BANGKOK — Several experts believe the threat to churches in South and Southeast Asia has increased following the Easter bomb attacks that killed more than 250 people and injured 500.
Churches in those regions — which have 150 million Catholics and other Christians — have been the focus of attacks in a growing number of countries in recent years, including fatal bomb attacks on churches in the Philippines and Indonesia by Islamic radicals in the past 12 months.
Authorities in Sri Lanka and Australia have confirmed the Sri Lanka attackers had links to Islamic State, which claimed credit for the attack. Militant preacher Zahran Hashim, who authorities believe died as one of the suicide attackers at the Shangri-La Hotel, has been named the founder and leader of the now banned National Thowheeth Jama’ath group responsible for the bombings. DNA tests are being undertaken to confirm this.
“Radical Islamic groups, some affiliated with larger extremist networks, have been quietly gaining influence in an arc of countries extending from the Maldives to the Philippines archipelago, and the threat they pose can no longer be ignored,” Brahma Chellaney, professor of strategic studies at the New Delhi-based Centre for Policy Research, wrote for his widely distributed Project Syndicate column.
“In fact, the grisly Sri Lankan bombings are a reminder that Asia — not the Middle East — is the region most afflicted by terrorist violence.”
The prognosis comes as the so-called Islamic State has splintered and gone back underground following the defeat of its caliphates in Iraq and Syria as well as the continued operation of other terrorist groups linked to al-Qaida in the region.
“In the wake of the Sri Lanka attacks, Indonesia needs to be particularly alert to the increased role of pro-ISIS women; possibly enhanced attraction of churches as targets; and the possibility of someone with international jihad experience entering the country,” said Sidney Jones, director of the Jakarta-based Institute for Policy Analysis and Conflict. The group published a report on the Ongoing Problem of pro-ISIS cells in Indonesia April 29.
Jones said that while authorities in Indonesia, the world’s most populous Muslim country, appeared to have the terrorist threat reasonably under control, it was possible for some groups to slip through the cracks as they had done in the May 2018 deadly church bombings at Surabaya.

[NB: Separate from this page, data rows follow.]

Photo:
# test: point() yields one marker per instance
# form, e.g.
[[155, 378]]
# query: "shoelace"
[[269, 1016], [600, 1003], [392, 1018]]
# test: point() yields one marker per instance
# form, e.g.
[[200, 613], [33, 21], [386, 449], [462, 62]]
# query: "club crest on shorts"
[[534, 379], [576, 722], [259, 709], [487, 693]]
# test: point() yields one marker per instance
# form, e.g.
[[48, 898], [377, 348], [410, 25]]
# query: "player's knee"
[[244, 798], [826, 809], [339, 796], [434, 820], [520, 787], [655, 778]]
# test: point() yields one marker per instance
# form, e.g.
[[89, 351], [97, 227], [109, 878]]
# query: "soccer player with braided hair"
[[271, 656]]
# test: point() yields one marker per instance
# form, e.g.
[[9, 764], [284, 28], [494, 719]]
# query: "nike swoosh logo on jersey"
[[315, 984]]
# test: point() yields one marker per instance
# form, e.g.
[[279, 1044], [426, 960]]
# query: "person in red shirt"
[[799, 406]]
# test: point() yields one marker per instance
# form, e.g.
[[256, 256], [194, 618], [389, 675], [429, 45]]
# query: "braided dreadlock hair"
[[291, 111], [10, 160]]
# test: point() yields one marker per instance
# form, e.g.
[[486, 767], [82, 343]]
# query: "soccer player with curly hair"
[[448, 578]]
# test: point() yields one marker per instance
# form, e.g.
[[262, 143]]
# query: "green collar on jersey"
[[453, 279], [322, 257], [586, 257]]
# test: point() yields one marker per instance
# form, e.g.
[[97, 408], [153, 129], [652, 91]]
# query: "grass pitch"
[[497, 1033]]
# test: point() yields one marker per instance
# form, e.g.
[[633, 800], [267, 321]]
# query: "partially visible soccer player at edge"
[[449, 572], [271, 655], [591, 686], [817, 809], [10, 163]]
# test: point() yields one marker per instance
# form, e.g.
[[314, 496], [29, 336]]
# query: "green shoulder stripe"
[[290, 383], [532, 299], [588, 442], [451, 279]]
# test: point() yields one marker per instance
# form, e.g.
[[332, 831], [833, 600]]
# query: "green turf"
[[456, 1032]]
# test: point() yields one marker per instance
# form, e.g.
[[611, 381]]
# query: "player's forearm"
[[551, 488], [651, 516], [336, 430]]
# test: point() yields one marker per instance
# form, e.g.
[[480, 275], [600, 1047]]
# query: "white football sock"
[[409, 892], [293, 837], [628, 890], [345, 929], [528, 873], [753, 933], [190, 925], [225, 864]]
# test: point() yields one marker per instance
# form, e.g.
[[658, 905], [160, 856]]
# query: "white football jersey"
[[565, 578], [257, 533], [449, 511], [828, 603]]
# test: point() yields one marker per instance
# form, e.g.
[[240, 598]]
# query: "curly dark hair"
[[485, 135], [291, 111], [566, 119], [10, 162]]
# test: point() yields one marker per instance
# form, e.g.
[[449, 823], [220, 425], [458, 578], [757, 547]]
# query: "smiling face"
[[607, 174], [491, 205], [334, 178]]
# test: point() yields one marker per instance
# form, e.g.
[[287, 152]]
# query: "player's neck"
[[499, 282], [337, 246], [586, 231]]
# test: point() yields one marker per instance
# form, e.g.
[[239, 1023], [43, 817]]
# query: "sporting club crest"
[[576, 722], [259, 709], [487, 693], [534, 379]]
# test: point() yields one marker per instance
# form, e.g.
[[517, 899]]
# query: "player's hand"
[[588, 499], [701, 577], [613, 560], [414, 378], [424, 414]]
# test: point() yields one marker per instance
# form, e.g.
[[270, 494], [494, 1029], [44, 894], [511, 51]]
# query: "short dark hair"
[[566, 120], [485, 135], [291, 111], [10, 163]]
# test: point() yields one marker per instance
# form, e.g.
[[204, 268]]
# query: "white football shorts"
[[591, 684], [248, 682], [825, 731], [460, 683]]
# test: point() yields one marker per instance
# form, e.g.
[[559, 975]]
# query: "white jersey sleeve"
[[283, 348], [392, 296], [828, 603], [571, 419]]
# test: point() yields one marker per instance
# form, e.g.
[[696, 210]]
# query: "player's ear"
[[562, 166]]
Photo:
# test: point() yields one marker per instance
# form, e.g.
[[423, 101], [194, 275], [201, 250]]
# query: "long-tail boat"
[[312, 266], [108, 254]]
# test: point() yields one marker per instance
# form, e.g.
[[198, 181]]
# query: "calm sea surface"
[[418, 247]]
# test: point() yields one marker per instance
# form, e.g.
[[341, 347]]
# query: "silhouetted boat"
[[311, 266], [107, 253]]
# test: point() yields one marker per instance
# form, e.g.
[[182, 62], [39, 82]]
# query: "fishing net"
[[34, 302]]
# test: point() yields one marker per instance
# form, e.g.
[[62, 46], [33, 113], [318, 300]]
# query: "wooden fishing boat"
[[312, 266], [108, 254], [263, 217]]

But she added that it was “hard to think of any government in the region that would be as lax as Sri Lanka. Southeast Asian governments with large Muslim populations are particularly vigilant; China, of course, is turning Xinjiang into a technological state-of-the-art detention center for Uighurs.”
Church services were canceled across Sri Lanka the weekend of April 28 and churches were closed indefinitely as a precautionary measure. On April 26, Cardinal Malcolm Ranjith of Colombo told reporters that Church officials had seen a leaked security document describing Roman Catholic and other churches as major targets.
Chellaney noted that Muslim militants who had returned from fighting for Islamic State and other groups in Syria and other part of the Middle East are present in a range of Asian counties “from the Philippines and Indonesia to the Maldives and Uzbekistan.”
He likened the current situation to that of three decades ago when Osama bin Laden and other al-Qaida leaders emerged after cutting their teeth in the U.S.-backed war against the Soviet occupation of Afghanistan.
“This new generation of jihadi veterans could haunt the security of Asia, the Middle East and the West for years to come,” he said.